Spanyol pantas mendapatkan apa yang mereka impikan. Belajar dari pengalaman kalah 0-1 dari Swiss pada laga pembuka penyisihan grup membuat para pemain mawas diri. Alhasil, mereka bisa bangkit dari keterpurukan dan menjawab semua kritikan, dengan merengkuh semua laga tersisa sampai akhirnya menjadi juara.
"Pemain-pemain kami tahu betul sepak bola. Kekalahan dari Swiss pada fase grup sangat berat bagi kami. Kami tak pantas mendapatkannya. Kami telah berkembang dan kekalahan ini telah membawa kami ke final," kata Pelatih Spanyol, Vicente Del Bosque, seusai timnya menang 1-0 atas Jerman di semifinal. Tak hanya Spanyol, Jerman pun menunjukkan sebuah hasil yang memuaskan atas kerja keras yang sudah mereka lakukan dalam satu dekade terakhir, pascakegagalan yang menyesakkan pada Piala Eropa 2000, ketika langsung terjegal pada babak penyisihan grup. Meskipun belum mampu menjadi juara, tetapi "Nationalmannschaft" berani menampil sesuatu yang berbeda pada Piala Dunia kali ini dengan membawa sebagian besar pasukan muda.

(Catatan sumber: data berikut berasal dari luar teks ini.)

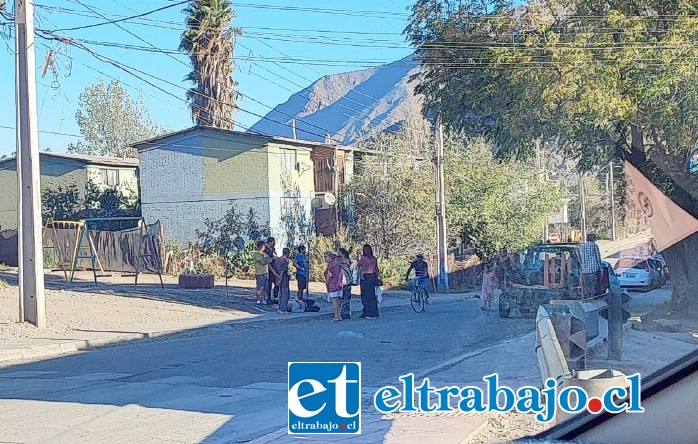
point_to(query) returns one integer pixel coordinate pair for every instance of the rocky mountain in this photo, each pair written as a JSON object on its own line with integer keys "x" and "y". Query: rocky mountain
{"x": 348, "y": 105}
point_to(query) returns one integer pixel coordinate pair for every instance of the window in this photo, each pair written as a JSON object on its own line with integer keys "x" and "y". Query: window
{"x": 288, "y": 160}
{"x": 109, "y": 177}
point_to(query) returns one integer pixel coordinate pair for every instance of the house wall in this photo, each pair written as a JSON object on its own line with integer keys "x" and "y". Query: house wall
{"x": 128, "y": 179}
{"x": 199, "y": 176}
{"x": 292, "y": 189}
{"x": 54, "y": 172}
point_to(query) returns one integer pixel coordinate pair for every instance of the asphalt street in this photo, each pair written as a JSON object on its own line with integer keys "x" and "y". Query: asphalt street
{"x": 237, "y": 375}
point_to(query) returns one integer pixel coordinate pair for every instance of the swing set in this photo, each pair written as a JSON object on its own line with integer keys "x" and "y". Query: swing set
{"x": 84, "y": 247}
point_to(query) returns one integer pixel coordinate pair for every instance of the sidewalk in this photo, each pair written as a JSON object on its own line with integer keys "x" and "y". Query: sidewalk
{"x": 516, "y": 363}
{"x": 81, "y": 317}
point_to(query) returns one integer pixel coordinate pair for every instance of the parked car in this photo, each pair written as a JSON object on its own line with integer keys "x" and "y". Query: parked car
{"x": 639, "y": 273}
{"x": 660, "y": 265}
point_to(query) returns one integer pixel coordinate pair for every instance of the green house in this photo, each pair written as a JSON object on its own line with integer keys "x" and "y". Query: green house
{"x": 63, "y": 169}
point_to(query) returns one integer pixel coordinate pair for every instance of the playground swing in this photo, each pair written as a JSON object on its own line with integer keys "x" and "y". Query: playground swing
{"x": 83, "y": 235}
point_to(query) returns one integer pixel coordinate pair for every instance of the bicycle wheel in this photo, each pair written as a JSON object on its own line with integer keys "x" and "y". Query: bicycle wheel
{"x": 417, "y": 301}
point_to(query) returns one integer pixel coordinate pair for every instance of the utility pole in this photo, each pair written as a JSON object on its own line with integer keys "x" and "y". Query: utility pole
{"x": 32, "y": 301}
{"x": 582, "y": 199}
{"x": 613, "y": 201}
{"x": 541, "y": 173}
{"x": 335, "y": 187}
{"x": 442, "y": 246}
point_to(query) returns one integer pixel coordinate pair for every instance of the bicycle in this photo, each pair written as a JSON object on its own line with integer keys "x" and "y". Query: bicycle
{"x": 419, "y": 299}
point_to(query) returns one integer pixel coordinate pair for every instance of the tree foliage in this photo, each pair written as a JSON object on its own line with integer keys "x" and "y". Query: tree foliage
{"x": 490, "y": 204}
{"x": 392, "y": 195}
{"x": 493, "y": 204}
{"x": 110, "y": 120}
{"x": 600, "y": 80}
{"x": 68, "y": 202}
{"x": 210, "y": 40}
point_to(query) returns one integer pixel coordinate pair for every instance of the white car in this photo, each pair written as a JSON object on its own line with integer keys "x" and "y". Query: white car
{"x": 636, "y": 272}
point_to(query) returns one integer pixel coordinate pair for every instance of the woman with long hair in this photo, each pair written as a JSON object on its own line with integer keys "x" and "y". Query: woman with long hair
{"x": 368, "y": 265}
{"x": 333, "y": 281}
{"x": 345, "y": 264}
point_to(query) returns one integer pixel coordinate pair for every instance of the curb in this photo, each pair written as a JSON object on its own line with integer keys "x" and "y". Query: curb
{"x": 77, "y": 345}
{"x": 458, "y": 359}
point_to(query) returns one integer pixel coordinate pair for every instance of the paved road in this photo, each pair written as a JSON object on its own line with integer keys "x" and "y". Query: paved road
{"x": 228, "y": 386}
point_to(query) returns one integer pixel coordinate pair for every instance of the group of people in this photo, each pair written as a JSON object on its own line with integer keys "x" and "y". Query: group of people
{"x": 342, "y": 273}
{"x": 273, "y": 276}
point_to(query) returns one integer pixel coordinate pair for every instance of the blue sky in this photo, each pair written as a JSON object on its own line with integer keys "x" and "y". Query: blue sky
{"x": 286, "y": 45}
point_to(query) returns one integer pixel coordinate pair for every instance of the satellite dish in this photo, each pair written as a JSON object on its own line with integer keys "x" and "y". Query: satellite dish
{"x": 330, "y": 199}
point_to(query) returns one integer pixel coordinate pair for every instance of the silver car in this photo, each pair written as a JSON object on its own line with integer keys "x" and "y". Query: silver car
{"x": 638, "y": 273}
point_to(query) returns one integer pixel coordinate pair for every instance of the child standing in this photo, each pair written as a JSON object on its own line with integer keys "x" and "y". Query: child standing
{"x": 488, "y": 284}
{"x": 281, "y": 267}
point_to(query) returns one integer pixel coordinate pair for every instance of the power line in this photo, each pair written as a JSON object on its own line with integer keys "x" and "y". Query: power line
{"x": 115, "y": 21}
{"x": 209, "y": 97}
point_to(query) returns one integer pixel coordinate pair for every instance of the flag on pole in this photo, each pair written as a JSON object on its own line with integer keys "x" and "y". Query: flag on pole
{"x": 670, "y": 223}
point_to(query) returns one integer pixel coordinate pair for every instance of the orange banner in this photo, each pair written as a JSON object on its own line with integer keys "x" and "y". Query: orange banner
{"x": 670, "y": 223}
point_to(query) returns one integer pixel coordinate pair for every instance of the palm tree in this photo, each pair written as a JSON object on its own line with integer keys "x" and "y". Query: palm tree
{"x": 210, "y": 40}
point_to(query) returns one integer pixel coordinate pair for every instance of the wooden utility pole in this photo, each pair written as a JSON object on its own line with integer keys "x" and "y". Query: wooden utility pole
{"x": 613, "y": 201}
{"x": 32, "y": 301}
{"x": 442, "y": 245}
{"x": 582, "y": 198}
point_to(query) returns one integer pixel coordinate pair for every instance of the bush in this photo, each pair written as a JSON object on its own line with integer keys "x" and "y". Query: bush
{"x": 215, "y": 249}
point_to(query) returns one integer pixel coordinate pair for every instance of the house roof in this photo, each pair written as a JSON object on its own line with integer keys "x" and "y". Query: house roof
{"x": 151, "y": 143}
{"x": 88, "y": 159}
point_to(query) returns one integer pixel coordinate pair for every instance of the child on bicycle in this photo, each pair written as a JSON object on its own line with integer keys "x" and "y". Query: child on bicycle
{"x": 489, "y": 283}
{"x": 421, "y": 273}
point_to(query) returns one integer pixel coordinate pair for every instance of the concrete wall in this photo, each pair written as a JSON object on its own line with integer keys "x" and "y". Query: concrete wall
{"x": 199, "y": 176}
{"x": 292, "y": 190}
{"x": 54, "y": 172}
{"x": 128, "y": 179}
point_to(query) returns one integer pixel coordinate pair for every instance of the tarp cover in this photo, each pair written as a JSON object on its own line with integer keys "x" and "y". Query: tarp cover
{"x": 119, "y": 251}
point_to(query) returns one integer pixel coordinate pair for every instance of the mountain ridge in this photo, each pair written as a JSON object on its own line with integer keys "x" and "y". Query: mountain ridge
{"x": 349, "y": 105}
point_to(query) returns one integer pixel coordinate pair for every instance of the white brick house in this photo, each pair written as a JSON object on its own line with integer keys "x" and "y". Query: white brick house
{"x": 198, "y": 173}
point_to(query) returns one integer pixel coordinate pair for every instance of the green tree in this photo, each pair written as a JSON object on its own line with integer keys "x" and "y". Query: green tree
{"x": 110, "y": 120}
{"x": 210, "y": 40}
{"x": 493, "y": 204}
{"x": 600, "y": 80}
{"x": 392, "y": 194}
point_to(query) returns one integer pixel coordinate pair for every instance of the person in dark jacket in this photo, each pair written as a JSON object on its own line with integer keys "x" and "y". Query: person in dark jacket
{"x": 369, "y": 272}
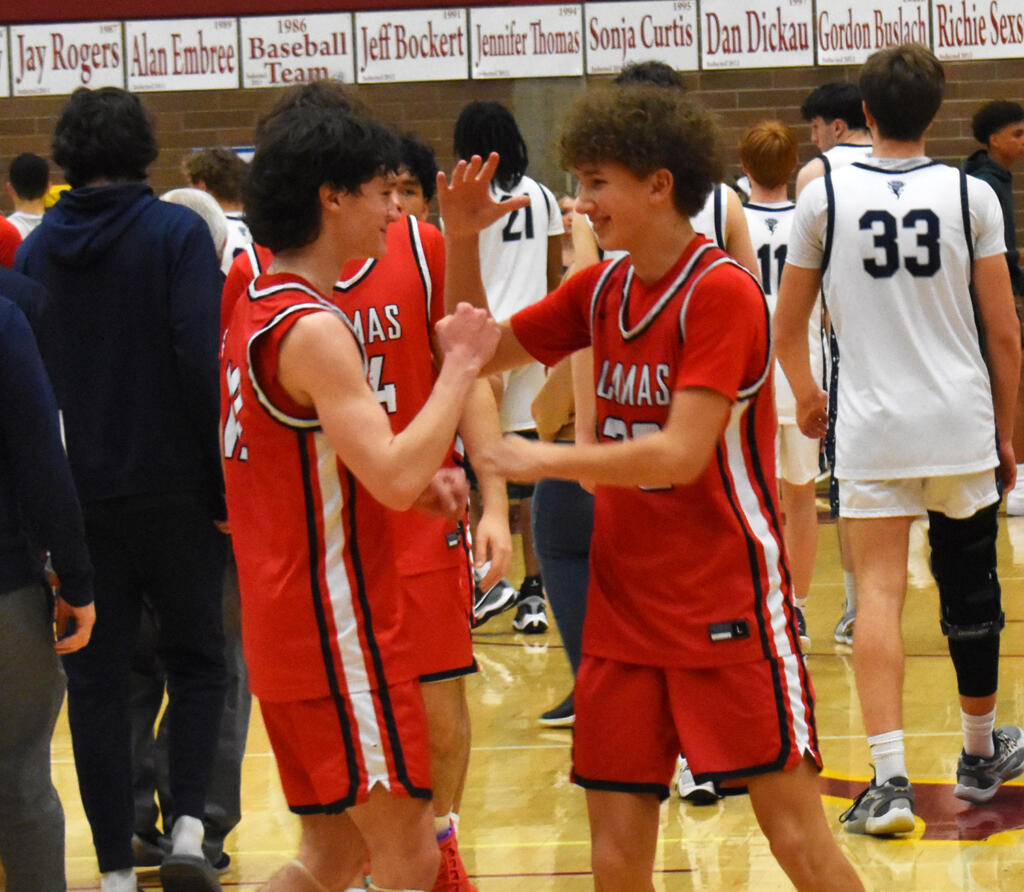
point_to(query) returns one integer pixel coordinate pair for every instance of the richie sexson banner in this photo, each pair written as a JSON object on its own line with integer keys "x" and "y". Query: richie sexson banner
{"x": 966, "y": 30}
{"x": 754, "y": 34}
{"x": 619, "y": 34}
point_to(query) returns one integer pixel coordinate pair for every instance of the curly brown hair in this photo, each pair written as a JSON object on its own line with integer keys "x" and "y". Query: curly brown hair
{"x": 646, "y": 128}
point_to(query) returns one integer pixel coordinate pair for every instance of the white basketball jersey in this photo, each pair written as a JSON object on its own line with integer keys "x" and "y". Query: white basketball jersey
{"x": 514, "y": 268}
{"x": 769, "y": 225}
{"x": 896, "y": 241}
{"x": 710, "y": 220}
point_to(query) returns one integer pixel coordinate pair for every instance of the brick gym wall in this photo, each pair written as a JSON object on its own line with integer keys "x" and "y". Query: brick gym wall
{"x": 186, "y": 120}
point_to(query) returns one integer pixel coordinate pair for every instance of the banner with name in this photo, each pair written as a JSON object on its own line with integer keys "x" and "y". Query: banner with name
{"x": 294, "y": 49}
{"x": 52, "y": 59}
{"x": 182, "y": 54}
{"x": 751, "y": 34}
{"x": 411, "y": 45}
{"x": 526, "y": 41}
{"x": 4, "y": 69}
{"x": 617, "y": 34}
{"x": 986, "y": 29}
{"x": 849, "y": 31}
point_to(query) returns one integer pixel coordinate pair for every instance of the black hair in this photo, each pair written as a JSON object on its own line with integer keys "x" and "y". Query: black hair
{"x": 324, "y": 93}
{"x": 836, "y": 99}
{"x": 420, "y": 162}
{"x": 486, "y": 127}
{"x": 300, "y": 150}
{"x": 992, "y": 117}
{"x": 29, "y": 176}
{"x": 103, "y": 134}
{"x": 902, "y": 87}
{"x": 657, "y": 74}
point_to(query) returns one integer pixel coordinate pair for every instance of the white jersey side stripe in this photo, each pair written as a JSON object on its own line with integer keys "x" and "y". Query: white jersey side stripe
{"x": 750, "y": 506}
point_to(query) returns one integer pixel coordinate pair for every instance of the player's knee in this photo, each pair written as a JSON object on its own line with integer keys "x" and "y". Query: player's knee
{"x": 964, "y": 566}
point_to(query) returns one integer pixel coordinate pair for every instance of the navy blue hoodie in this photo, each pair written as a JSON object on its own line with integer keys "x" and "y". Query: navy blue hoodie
{"x": 129, "y": 338}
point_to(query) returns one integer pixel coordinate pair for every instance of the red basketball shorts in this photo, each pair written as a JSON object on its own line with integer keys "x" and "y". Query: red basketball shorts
{"x": 730, "y": 722}
{"x": 332, "y": 752}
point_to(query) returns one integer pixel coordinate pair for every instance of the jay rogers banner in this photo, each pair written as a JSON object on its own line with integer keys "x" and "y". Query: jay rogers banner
{"x": 526, "y": 41}
{"x": 849, "y": 31}
{"x": 50, "y": 59}
{"x": 617, "y": 34}
{"x": 182, "y": 54}
{"x": 292, "y": 49}
{"x": 748, "y": 34}
{"x": 992, "y": 29}
{"x": 411, "y": 45}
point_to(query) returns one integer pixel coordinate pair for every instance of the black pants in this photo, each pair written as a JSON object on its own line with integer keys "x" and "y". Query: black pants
{"x": 166, "y": 547}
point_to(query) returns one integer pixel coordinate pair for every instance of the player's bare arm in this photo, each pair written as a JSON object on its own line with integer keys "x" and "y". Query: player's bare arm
{"x": 467, "y": 207}
{"x": 798, "y": 292}
{"x": 479, "y": 427}
{"x": 737, "y": 236}
{"x": 812, "y": 170}
{"x": 321, "y": 368}
{"x": 1003, "y": 351}
{"x": 677, "y": 454}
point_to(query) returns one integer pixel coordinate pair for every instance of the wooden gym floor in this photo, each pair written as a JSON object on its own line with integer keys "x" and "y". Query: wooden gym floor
{"x": 523, "y": 824}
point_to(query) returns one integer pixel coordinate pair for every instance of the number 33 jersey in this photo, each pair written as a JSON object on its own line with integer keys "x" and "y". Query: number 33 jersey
{"x": 896, "y": 241}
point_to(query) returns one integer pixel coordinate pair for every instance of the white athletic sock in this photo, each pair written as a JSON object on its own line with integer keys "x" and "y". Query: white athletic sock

Federasi Sepak Bola Jerman (DFB) membuat sebuah langkah besar dan berani setelah kehancuran "Der Panzer" pada dua pertandingan tersebut. DFB mewajibkan setiap klub, baik di Bundesliga maupun Divisi I, memiliki akademi sepak bola. Selain itu, klub-klub dilarang berinvestasi besar-besaran hanya untuk membeli pemain asing karena pemain muda lokal harus dinomorsatukan.
Ternyata, Jerman menuai hasil. Program 10 tahun menjadikan "Si Panser" raja sepak bola dunia sudah mulai menunjukkan tanda sangat positif ketika mereka tampil impresif pada putaran final Piala Dunia 2010. Lawan-lawan tangguh disingkirkan secara meyakinkan, termasuk Inggris (4-1) dan Argentina (4-0), sebelum menyerah 0-1 dari Spanyol pada semifinal.
Dalam partai perebutan posisi ketiga ketika menang 3-2 atas Uruguay, Jerman lagi-lagi menunjukkan kesuksesan para pemain mudanya. Pelatih Joachim Loew menurunkan hampir 100 persen pemain dengan usia di bawah 26 tahun (kecuali penjaga gawang Hans-Jorg Butt, yang berusia 36 tahun). Para pemain senior, seperti Miroslav Klose, Lukas Podolski dan Philipp Lahm, diistirahatkan.
Pada duel yang "tidak terlalu bergengsi" ini, Loew mencoba pemain-pemain baru, seperti Stefan Kiessling, Toni Kroos, Serdar Tasci, dan Dennis Aogo, di samping pasukan muda yang sudah langganan starter sejak penyisihan grup, yakni Sami Khedira, Thomas Mueller, Mesut Oesil, dan Marcell Jansen. Bahkan, Mueller yang baru melakukan debutnya di Piala Dunia meraih dua gelar. Dia jadi pencetak gol dengan torehan 5 gol, dan berhak atas penghargaan Sepatu Emas, serta jadi Pemain Muda Terbaik.
Ini sebuah indikasi, pada Piala Dunia 2014 di Brasil nanti, Jerman akan menjelma jadi tim paling menakutkan. Kematangan para pemain muda sekarang akan membuat Panser layak difavoritkan karena Mueller dan kawan-kawan diyakini sedang dalam masa emasnya pada empat tahun mendatang.
Selain Spanyol dan Jerman, masih ada prestasi beberapa negara yang patut dijadikan contoh, seperti Korea Utara, Korea Selatan, dan Jepang. Semangat pantang menyerah membuat tiga wakil Asia ini menghadirkan kejutan. Korut memang tersingkir di penyisihan grup, tetapi mereka sempat menyulitkan Brasil (bahkan bisa cetak 1 gol). Sementara itu, Korsel dan Jepang melangkah ke fase knock-out.
Bagaimana dengan Indonesia? Tampil di Piala Dunia tentu saja masih hanya sebatas angan-angan yang sulit digapai, jika melihat prestasi timnas. Bagaimana tidak, ketika negara lain berlomba-lomba untuk maju, PSSI justru melangkah, bahkan berlari ke belakang.
Hasil di SEA Games Laos 2009 menjadi bukti. Indonesia, yang dulu pernah menjadi kekuatan sepak bola Asia Tenggara, tak berdaya pada pesta olahraga tersebut. Melawan Laos, yang tidak punya tradisi sepak bola, Indonesia kalah 0-2. Hasil ini sangat menyakitkan. Laksana terkena pukulan palu godam Mike Tyson, wajah sepak bola Indonesia hancur dan remuk karena, sepanjang sejarah SEA Games, Indonesia tak pernah kalah dari Laos. Sejarah yang "diagung-agungkan" itu pun runtuh.